La clave
Impotencia municipal
En el asunto de las remunicipalizaciones, el drama para el ciudadano es cuando un servicio deja de ser considerado público
Albert Sáez
Director de EL PERIÓDICO
Soy periodista. Ahora en EL PERIÓDICO. También doy clases en la Facultat de Comunicació Blanquerna de la Universitat Ramon Llull.
Albert Sáez
Falta un año para que volvamos a elegir a nuestros alcaldes. La legislatura municipal que finaliza debía tener un fuerte componente económico. Muchos electores confiaron en la denominada nueva política porque los hachazos de la crisis se hicieron especialmente cruentos en el entorno urbano: vivienda, servicios públicos, paro hiperlocalizado, etcétera. La realidad ha demostrado que la presunta voluntad política de los nuevos alcaldes no ha conseguido superar la impotencia de los municipios para cambiar las reglas del juego del sistema económico que hoy son fundamentalmente globales. El último episodio lo explicó este viernes Olga Grau. Unas enmiendas introducidas en la ley de contratos del Estado pueden dejar sin efecto la ola de remunicipalizaciones de servicios públicos tan largamente anunciada. La nueva legislación, de ámbito estatal, obliga a un par de cosas de sentido común: a introducir una instancia autonómica en la tramitación de la revocación de los contratos para que la medida sea administrativamente recurrible antes de llegar a los tribunales y la obligación de respetar las subrogaciones de los trabajadores en caso de revocación de las concesiones. La tercera restricción entra en el núcleo de la cuestión: la recuperación de la gestión de servicios municipales deberá demostrar su eficiencia.

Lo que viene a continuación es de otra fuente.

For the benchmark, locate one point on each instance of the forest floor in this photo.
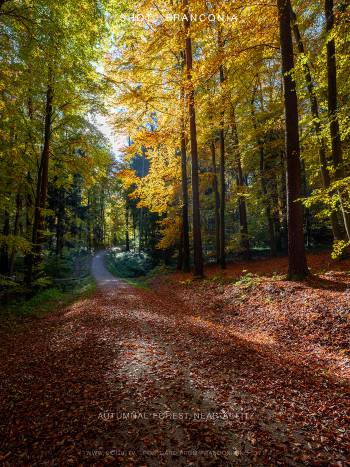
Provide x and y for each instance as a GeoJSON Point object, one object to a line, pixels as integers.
{"type": "Point", "coordinates": [242, 368]}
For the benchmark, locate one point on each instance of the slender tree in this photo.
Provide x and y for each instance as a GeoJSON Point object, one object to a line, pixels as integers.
{"type": "Point", "coordinates": [296, 249]}
{"type": "Point", "coordinates": [326, 179]}
{"type": "Point", "coordinates": [337, 152]}
{"type": "Point", "coordinates": [197, 236]}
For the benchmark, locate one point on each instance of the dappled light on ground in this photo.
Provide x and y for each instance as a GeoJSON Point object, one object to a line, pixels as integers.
{"type": "Point", "coordinates": [174, 375]}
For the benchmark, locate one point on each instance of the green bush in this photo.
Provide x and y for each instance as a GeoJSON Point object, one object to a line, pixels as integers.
{"type": "Point", "coordinates": [129, 265]}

Es el reverso de lo que la misma ley exige para privatizar cualquier servicio público o subcontratarlo.
En el asunto de las remunicipalizaciones es justo el debate que no hemos afrontado, el de eficiencia. Hemos entrado en el asunto desde la perspectiva ideológica y moral. Hay quienes se limitan a afirmar o a negar la necesidad de un determinado tipo de gestión porque quieren un tamaño mayor o menor del Estado. Aquí nos ha faltado algo de finura: la cuestión no es quién gestiona un servicio, sino quién es el titular del mismo. Desde el punto de vista de los derechos ciudadanos, el drama es cuando un servicio deja de ser considerado público, o sea, esencial, o sea sometido a regulación. Y no cuando se cambia el modelo de gestión donde debe guiarse la decisión por la eficiencia: quién puede ofrecer el servicio a un coste más razonable. Pero este tipo de racionalidad está reñida con la dimensión moral de la nueva política movida, como se ha visto en el asunto del chalet de Pablo Iglesias, por la envidia antes que por la integridad.